Emergenza covid-19 Smart Working

Con la pubblicazione, in Gazzetta Ufficiale, del DPCM 1° marzo 2020 sono state identificate, dal Governo, le misure per la gestione dell’emergenza da coronavirus. Nell’ambito delle misure adottate il Presidente del Consiglio dei ministri ha emanato il 1° marzo 2020 un Decreto che interviene sulle modalità di accesso semplificate allo smart working, confermate anche dal Decreto del 4 marzo.  Detta modalità comporta la possibilità unilaterale, da parte dei datori di lavoro, di attivazione della misura verso tutti i lavoratori.

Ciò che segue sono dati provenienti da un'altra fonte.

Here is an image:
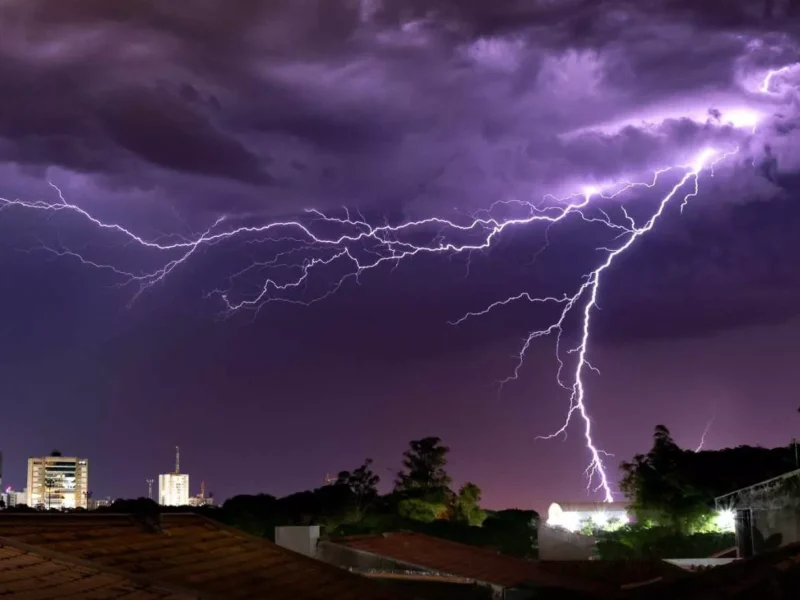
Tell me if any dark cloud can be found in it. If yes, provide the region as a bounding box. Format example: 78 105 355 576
0 0 800 332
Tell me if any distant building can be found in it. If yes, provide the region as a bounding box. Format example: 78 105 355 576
189 481 214 506
87 496 113 510
538 502 629 560
158 446 189 506
547 502 629 532
715 469 800 558
0 486 28 508
25 451 89 510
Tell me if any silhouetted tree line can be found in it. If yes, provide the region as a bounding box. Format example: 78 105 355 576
620 425 798 532
78 437 538 558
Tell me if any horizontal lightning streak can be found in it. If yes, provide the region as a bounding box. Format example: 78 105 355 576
0 65 797 502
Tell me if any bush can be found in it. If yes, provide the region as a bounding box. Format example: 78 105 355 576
595 524 736 560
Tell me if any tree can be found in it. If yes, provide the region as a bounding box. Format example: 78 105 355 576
336 458 381 510
620 425 796 532
453 482 486 526
620 425 710 530
395 437 450 492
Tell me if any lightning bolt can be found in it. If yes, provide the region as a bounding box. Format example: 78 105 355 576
694 411 717 452
758 63 800 94
0 65 794 502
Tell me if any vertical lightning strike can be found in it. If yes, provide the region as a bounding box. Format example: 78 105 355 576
758 63 800 94
694 410 717 452
0 58 788 502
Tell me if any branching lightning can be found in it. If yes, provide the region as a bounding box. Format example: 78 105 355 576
694 410 717 452
0 65 796 502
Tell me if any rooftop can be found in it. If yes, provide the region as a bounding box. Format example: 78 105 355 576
0 513 400 600
627 544 800 600
0 539 199 600
333 532 602 593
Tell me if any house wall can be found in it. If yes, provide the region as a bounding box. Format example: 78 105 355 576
539 525 595 560
275 525 319 558
753 508 800 554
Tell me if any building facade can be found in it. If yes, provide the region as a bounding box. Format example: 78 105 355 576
715 469 800 558
26 452 89 510
158 473 189 506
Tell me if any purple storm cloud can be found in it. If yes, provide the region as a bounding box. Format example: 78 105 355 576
0 0 800 501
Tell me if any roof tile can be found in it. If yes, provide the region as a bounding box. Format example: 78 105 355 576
0 538 197 600
0 513 403 600
335 532 602 592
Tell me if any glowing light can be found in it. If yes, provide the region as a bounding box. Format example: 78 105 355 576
721 108 764 129
714 508 736 532
0 57 795 502
758 63 800 94
0 149 735 502
547 512 581 533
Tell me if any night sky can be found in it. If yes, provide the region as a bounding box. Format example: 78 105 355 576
0 0 800 510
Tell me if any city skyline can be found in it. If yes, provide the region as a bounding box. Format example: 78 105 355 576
0 0 800 510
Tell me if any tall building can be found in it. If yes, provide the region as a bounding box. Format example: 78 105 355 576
27 451 89 510
0 487 28 508
158 446 189 506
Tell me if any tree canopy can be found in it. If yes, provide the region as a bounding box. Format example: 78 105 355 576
395 437 451 490
620 425 796 531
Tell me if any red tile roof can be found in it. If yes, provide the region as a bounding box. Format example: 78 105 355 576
626 544 800 600
0 513 401 600
334 532 602 592
0 538 199 600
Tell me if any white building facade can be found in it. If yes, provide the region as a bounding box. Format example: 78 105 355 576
158 473 189 506
26 453 89 510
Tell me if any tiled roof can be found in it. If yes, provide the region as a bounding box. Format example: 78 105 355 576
628 544 800 600
0 539 199 600
0 513 398 600
334 532 602 592
538 560 687 589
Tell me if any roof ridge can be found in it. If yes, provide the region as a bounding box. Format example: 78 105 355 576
0 537 221 600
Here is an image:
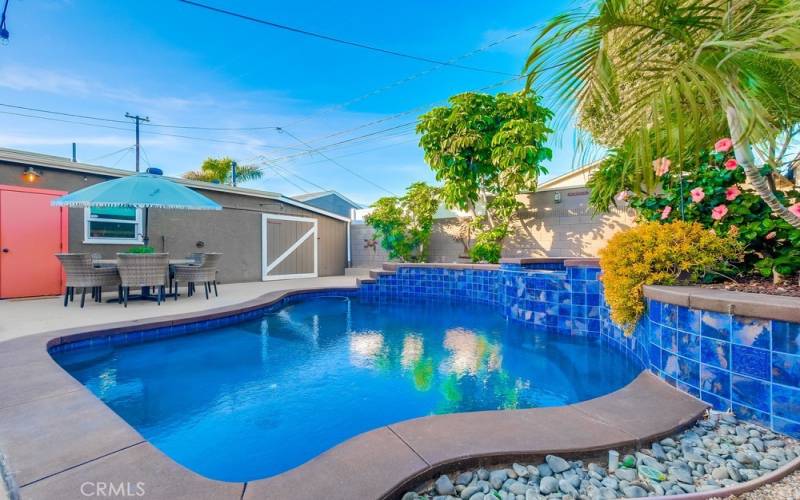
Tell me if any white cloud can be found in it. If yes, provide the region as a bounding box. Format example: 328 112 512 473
481 27 538 57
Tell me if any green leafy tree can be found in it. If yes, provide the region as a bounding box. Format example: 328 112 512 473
526 0 800 228
417 91 552 262
182 156 264 184
364 182 439 262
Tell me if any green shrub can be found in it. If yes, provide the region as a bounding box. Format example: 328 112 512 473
630 145 800 277
364 182 439 262
469 226 508 264
600 221 741 334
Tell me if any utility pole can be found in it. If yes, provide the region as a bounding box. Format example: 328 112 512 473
125 113 150 172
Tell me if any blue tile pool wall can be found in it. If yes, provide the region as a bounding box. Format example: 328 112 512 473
360 263 649 374
640 300 800 437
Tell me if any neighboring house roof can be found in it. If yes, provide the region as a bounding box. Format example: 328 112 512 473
536 160 602 191
292 190 364 208
0 148 350 221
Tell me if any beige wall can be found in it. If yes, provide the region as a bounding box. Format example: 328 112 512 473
352 187 633 267
0 163 347 283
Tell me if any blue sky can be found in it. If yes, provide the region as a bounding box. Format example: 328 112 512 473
0 0 573 203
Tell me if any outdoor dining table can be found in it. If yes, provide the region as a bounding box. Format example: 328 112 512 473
92 259 197 266
92 259 197 302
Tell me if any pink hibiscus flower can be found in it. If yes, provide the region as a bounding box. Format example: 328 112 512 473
725 186 742 201
614 191 631 201
711 204 728 220
714 137 733 153
653 158 672 177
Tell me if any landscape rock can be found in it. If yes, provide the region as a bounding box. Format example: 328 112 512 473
401 412 800 500
539 476 558 495
435 475 456 495
489 470 508 490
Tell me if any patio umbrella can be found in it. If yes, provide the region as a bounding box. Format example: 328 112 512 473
51 168 222 245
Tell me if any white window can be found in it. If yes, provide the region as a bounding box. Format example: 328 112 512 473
83 207 142 245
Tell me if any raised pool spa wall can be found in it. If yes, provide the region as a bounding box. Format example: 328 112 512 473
360 259 800 438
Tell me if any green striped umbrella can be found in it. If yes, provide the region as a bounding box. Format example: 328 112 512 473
52 168 222 245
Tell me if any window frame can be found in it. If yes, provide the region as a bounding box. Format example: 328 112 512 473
83 207 144 245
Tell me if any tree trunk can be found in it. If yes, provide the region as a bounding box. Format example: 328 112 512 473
725 106 800 229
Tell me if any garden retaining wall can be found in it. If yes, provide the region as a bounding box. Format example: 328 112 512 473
359 259 800 437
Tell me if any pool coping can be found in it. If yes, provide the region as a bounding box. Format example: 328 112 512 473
0 285 736 499
644 285 800 323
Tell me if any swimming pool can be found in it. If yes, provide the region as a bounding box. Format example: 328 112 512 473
53 296 639 481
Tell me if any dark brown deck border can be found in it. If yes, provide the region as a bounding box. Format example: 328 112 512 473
644 285 800 323
9 287 800 499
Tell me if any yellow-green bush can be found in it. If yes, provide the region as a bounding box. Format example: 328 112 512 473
600 221 742 334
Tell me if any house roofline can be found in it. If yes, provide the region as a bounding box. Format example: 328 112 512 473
0 148 350 222
537 159 603 191
292 189 364 208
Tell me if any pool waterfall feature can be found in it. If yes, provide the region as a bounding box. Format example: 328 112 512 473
362 259 800 438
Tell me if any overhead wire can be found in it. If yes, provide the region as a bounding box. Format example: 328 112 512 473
0 108 303 151
278 128 397 196
83 145 136 163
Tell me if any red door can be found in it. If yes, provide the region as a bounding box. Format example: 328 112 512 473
0 185 67 299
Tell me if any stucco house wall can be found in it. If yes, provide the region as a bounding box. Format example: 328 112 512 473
0 152 348 283
352 186 634 267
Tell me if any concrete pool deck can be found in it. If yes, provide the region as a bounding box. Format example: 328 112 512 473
0 278 707 499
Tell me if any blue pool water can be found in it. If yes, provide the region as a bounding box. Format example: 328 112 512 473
53 297 639 481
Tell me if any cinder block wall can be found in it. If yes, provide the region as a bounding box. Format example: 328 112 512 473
351 188 634 267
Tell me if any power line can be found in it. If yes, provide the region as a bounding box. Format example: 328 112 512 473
179 0 510 75
267 165 308 193
83 146 133 163
286 23 542 127
261 156 331 192
278 128 397 196
111 148 133 168
0 103 284 133
0 108 303 151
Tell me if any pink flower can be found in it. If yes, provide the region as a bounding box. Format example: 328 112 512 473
653 158 672 177
711 204 728 220
614 190 631 201
725 186 742 201
714 137 733 153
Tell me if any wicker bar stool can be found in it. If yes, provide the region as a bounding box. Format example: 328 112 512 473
175 253 222 300
117 253 169 307
56 253 120 307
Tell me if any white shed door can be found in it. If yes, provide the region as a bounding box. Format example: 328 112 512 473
261 214 318 281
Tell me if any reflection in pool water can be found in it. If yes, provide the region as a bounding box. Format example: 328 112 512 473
54 297 638 481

Come indicato nel DPCM dell’11 marzo 2020, si raccomanda venga attuato il massimo utilizzo, da parte dei datori di lavoro, di modalità di lavoro agile per le attività che possono essere svolte al proprio domicilio o in modalità a distanza.

Sul sito di cliclavoro è presente la  procedura telematica semplificata per il caricamento delle comunicazioni di smart working ai sensi del DPCM del 1° marzo 2020.
EBIPRO interviene nei limiti delle risorse economiche stanziate in favore dei propri iscritti con uno specifico contributo per l’attivazione dello smart working secondo le modalità individuate dal regolamento presente in questa pagina.

Per agevolare l’attività dei professionisti si possono di seguito trovare:

· una bozza di comunicazione unilaterale al lavoratore di avvio dello smart-working, da inviare al lavoratore;
· una bozza di autodichiarazione di avviso di attivazione di smart-working per motivi emergenziali.

Si ricorda che il lavoratore in smart-working è tutelato contro gli infortuni sul lavoro e le malattie professionali dipendenti da rischi connessi alla prestazione lavorativa resa all’esterno dei locali aziendali.
Gli obblighi di informativa sulla salute e sicurezza nel lavoro agile nei confronti dei lavoratori e dei rappresentanti dei lavoratori per la sicurezza (RLS) sono assolti in via telematica, anche ricorrendo alla comunicazione pubblicata dall’INAIL.

 

NORMA TRANSITORIA

Ai datori di lavoro e ai lavoratori dipendenti che alla data del 1° aprile 2020, non risultavano iscritti alla bilateralità di settore (CADIPROF ed EBIPRO), è data la possibilità di beneficiare di una delle prestazioni erogate da EBIPRO e delle misure introdotte da CADIPROF per l’emergenza COVID-19 (si vedano a tal proposito www.ebipro.it www.cadiprof.it).

Per tale finalità, gli studi potranno versare la somma di euro 132 per ciascun lavoratore dipendente (pari a 6 mesi di contribuzione arretrata), registrandosi sul  portale iscrizioni https://www2.cadiprof.it/cadiprof-web/ ed inviando, unitamente alla richiesta delle prestazioni secondo le procedure previste, il modello F24 da cui risulti il pagamento della somma sopra indicata e il periodo di riferimento da 10 2019 a 03 2020.

La norma indicata ha validità fino al 23 agosto 2020, fatte salve ulteriori proroghe.